Since Kinetic Control can measure Spindle RPM, why isn’t more being done to detect or even prevent stalls?

The first and easiest step that I could see Penta adopting, would be to detect a stall when RPM<N (where N could be 500 for example) and when this state is detected, have a set of actions that the user could toggle on/off, eg:

• Halt X, Y, Z (ie pause, like pressing the green button).
• Go back a few lines of gcode (hopefully backing the tool into free space).
• Stop spindle (turn off power to spindle).
• Kill power to all steppers (like hitting the red button, though this removes any chance of resuming).
• Sound alarm/play tone/popup notification/etc.

Implementing these steps could prevent tool breakages, prevent mis-calibration of the machine and/or burnout from steppers trying to drive but not achieving any motion and the associated twisting this generates, save parts and so on. If done right, the user could even be left with the option of reducing the feedrate and continuing the machining. Since stalling the Pocket NC is so easy, this change would be of massive value to everyone.

I would like to add that even after dialling in feeds and speeds for a particular machining operation/part, stalls will come eventually as the tool wears, and can come completely out of the blue when machining aluminium if the material decides to randomly gum up the tool. So this really is needed.

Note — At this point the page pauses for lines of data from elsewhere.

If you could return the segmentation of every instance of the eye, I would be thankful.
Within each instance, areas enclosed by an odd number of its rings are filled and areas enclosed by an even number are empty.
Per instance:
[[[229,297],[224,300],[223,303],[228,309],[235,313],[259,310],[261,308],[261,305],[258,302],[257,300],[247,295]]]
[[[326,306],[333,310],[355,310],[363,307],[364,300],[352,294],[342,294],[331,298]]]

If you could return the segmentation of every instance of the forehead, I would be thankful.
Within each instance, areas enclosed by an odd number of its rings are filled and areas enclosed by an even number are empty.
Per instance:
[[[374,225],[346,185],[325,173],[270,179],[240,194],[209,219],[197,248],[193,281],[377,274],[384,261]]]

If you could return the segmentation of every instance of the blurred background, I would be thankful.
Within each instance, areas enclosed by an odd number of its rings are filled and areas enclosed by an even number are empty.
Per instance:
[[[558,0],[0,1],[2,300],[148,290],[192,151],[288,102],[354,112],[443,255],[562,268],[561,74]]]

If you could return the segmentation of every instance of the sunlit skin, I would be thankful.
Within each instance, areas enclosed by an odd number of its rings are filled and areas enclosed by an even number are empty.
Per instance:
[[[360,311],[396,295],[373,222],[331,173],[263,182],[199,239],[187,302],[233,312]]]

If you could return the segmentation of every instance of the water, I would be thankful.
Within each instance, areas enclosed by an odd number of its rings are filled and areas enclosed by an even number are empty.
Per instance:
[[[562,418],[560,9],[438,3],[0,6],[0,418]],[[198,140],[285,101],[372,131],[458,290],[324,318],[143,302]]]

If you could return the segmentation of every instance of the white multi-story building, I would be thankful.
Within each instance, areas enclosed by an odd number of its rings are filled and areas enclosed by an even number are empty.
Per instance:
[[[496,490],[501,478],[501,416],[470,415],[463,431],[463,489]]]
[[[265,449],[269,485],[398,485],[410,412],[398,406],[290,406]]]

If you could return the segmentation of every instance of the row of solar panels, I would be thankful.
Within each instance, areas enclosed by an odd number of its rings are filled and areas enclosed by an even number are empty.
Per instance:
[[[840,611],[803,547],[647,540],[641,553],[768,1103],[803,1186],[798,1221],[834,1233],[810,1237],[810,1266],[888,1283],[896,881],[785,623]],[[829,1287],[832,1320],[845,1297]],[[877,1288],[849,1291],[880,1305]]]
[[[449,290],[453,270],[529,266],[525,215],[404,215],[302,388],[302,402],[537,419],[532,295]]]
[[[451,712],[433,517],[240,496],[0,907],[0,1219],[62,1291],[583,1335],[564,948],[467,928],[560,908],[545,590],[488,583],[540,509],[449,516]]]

The next stage of stall prevention could utilise spindle power measurements (not currently working or maybe not available in kinetic control, even though it’s on the UI?). There are 3 options that I’d implement if I could:
A) Information only, ie do nothing, which is the case currently, though I’d add a max record and reset button.
B) Pause if spindle power draw>P (where P might be 150W by default, but user settable).
C) Automatically reduce feedrate.

Option B is the safest and allows the user unlimited time to consider their tool paths, DOC, WOC, feeds and so on, with the option of them manually lowering the feedrate and resuming. Option C is the hardest to get to the logic right for all users. Both B & C should kick in before stall detection, meaning the stall detection logic could still be active. Since I’ve done a fair bit of coding in my time, and since I’ve spent a lot of time thinking about this, I don’t mind sharing some coding suggestions to show that it’s not actually difficult to implement.

The approach I’d take for option C is:
Calculate the new feedrate based on the spindle power draw, but if it’s >100%, then just use the gcode feedrate, otherwise lower the feedrate by the ratio of 100W/P. So if at some moment, P=105W, then the feedrate would be lowered to ~95%. If in the next loop, the power draw was still high at say 102W, then the new feedrate would be 95% * (100W/102W) = ~93%. Written as logic, it would look something like this:

If CurrentFeedrate*(100W/P) > GcodeFeedrate Then
CurrentFeedrate = GcodeFeedrate
Else CurrentFeedrate = CurrentFeedrate*(100W/P)